We started at Sweeper Cove (as usual). We saw our first Horned Puffins of the trip. Pigeon Guillemots are abundant on Adak and pose nicely for pictures.

Pigeon Guillemot, Sweeper Cove, May 23, 2012

We headed down to Finger Bay, stopping at the quarry for Pacific Wren. The quarry is the one place on the island that you can count on findingĀ  this intrepid little bird. How they survive Bering Sea winters, we will never know. This little guy was singing his heart out (as usual).

Pacific Wren, Quarry, May 23, 2012

At Finger Bay we added an Arctic Loon and found this Glaucous-winged Gull trying to dismember a crab.

Glaucous-winged Gull with crab, Finger Bay, May 23, 2012

We headed back north, checking feeders along the way. As we were driving up Bayshore Drive, five shorebirds flushed from the side of the road and disappeared over the sand dune. The last bird to flush was a Semipalmated Plover, but we did not get good looks at the other four. Frank walked up on the dune to look for them and they flushed again and flew over the nearby hill; two Pacific Golden-Plovers and a Ruddy Turnstone. We did not see the fifth bird.

We continued up Bayshore and got nice looks at an Arctic Tern.

Arctic Tern, Landing Lights Beach, May 23, 2012

We headed to Contractor’s Marsh and Frank started to walk it while Barb circled around to meet him on the other side. As I was walking, I got a call from Warren stating they had a Ruff about an hour earlier at the marsh, but it flew out of site towards Landing Lights Beach. Thinking of the fifth shorebird that we never relocated earlier (which was just south of Landing Lights Beach), we suggested it might be the Ruff. So we met up with them and searched that area. Barb drove around to the other side of the hill where we had seen the other shorebirds fly, and flushed two Turnstones, which obligingly flew back over to where I and Bob, and Warren were. So the fifth bird was probably the other Turnstone. No sign of the Ruff.

I still remember the first breeding-plumaged Lapland Longspur that we saw on our first trip to Adak in 2005. It was impressive then and still is today.

Lapland Longspur, Adak, May 23, 2012

We headed up to Clam Lagoon and I walked the marshy shoreline looking for shorebirds. No shorebirds, but I relocated the Bramblings that Bob and Warren had found yesterday. They didn’t stay still long enough to get good photos, but I got an identifiable one of the male. The birds flushed and flew a few hundred yards behind me, and I wasn’t going to chase them just for a better photo, so this will have to do.
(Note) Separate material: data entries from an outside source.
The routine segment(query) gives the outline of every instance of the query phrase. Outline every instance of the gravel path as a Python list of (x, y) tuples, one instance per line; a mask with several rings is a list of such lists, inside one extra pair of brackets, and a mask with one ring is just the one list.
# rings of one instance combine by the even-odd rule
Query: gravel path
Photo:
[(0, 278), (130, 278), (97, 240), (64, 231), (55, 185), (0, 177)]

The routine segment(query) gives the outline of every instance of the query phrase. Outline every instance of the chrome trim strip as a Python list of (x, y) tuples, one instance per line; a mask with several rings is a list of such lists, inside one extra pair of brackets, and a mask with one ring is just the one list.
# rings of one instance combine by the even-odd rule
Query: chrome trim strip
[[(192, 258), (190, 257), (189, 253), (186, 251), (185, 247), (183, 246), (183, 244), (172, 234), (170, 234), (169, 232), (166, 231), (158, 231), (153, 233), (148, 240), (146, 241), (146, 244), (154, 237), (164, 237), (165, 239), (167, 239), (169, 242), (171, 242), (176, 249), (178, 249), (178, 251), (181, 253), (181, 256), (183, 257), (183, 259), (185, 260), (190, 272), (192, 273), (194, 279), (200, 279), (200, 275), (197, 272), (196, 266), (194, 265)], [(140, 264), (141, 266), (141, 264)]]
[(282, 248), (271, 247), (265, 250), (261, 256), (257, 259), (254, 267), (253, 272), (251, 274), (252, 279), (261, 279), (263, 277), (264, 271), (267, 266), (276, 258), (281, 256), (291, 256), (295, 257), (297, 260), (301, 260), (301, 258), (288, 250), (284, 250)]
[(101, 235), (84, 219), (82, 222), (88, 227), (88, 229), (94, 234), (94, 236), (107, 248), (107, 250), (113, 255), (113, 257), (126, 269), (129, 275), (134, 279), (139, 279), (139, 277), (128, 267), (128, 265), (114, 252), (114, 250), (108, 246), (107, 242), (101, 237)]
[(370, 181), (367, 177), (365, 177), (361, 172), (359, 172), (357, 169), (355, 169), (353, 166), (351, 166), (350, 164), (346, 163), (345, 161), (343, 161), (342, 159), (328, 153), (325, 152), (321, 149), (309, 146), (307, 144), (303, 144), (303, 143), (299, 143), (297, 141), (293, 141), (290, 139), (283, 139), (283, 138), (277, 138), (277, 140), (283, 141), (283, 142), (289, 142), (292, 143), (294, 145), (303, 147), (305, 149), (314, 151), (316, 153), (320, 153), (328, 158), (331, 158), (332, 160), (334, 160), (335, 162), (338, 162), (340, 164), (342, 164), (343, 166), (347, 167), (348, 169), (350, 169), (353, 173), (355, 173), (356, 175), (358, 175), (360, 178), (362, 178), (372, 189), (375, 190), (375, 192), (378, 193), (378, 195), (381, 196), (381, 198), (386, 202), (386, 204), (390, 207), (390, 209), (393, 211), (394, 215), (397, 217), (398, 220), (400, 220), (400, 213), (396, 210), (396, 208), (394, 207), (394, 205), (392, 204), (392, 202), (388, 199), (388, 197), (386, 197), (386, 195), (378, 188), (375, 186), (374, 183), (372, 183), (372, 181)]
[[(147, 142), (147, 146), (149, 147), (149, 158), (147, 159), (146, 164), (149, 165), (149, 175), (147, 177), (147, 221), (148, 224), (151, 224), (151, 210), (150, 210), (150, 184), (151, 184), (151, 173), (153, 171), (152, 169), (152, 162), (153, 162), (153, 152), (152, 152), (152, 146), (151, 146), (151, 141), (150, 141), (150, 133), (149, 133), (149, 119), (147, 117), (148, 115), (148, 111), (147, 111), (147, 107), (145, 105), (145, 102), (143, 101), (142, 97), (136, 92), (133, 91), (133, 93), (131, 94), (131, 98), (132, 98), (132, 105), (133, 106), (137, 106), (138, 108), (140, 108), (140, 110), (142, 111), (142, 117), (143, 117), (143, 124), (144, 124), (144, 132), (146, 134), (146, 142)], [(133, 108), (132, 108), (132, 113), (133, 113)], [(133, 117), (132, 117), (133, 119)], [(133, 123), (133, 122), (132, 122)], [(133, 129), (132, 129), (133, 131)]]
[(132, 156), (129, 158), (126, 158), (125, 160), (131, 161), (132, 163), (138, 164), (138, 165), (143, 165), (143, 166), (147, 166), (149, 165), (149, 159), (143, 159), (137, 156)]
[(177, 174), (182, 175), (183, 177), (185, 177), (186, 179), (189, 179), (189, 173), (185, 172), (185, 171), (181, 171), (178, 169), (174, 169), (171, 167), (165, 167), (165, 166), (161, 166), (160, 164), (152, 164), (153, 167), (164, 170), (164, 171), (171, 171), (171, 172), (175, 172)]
Brambling, Clam Lagoon, May 23, 2012

We continued around Clam Lagoon. On the east side, we spotted a Bar-tailed Godwit out in the middle of the flats. The ones we saw the other day did not stay around (even for the time it took us to drive around the lagoon), but this one stayed as we drove back around to the other side. We hope it attracts others. In past trips we have had dozens of godwits stopping to feed on the flats, but some years, only one or two. We hope this turns into the former.

We headed back into town and down to Sweeper Cove and creek. As we were going by Sweeper Cove, we stopped at the Naval Administration Building where we had scattered birdseed. On the ground, under the spruce tree was a male Hawfinch. I quickly snapped some photos, then called Warren and Bob (this would be a lifer for Bob!). However, all we got was voicemail! Warren had been having problems with his Iphone (no ring or sound, although he could make and receive calls?!). We left the message and continued birding.

After getting gas ($6 a gallon!), we headed back up to Contractor’s Marsh, where luckily we ran into Bob and Warren. I think they made record time getting down to the Hawfinch once we filled them in! The bird was still there (pigging out on the sunflower seed and chasing away the rosy finches) and everyone was happy.

Hawfinch, Naval Administration Building, May 23, 2012

Hawfinch, Naval Administration Building, May 23, 2012

No lifers for us, but it is always a good day when you see both a Brambling and Hawfinch on the same day. We are up to 49 species for the trip.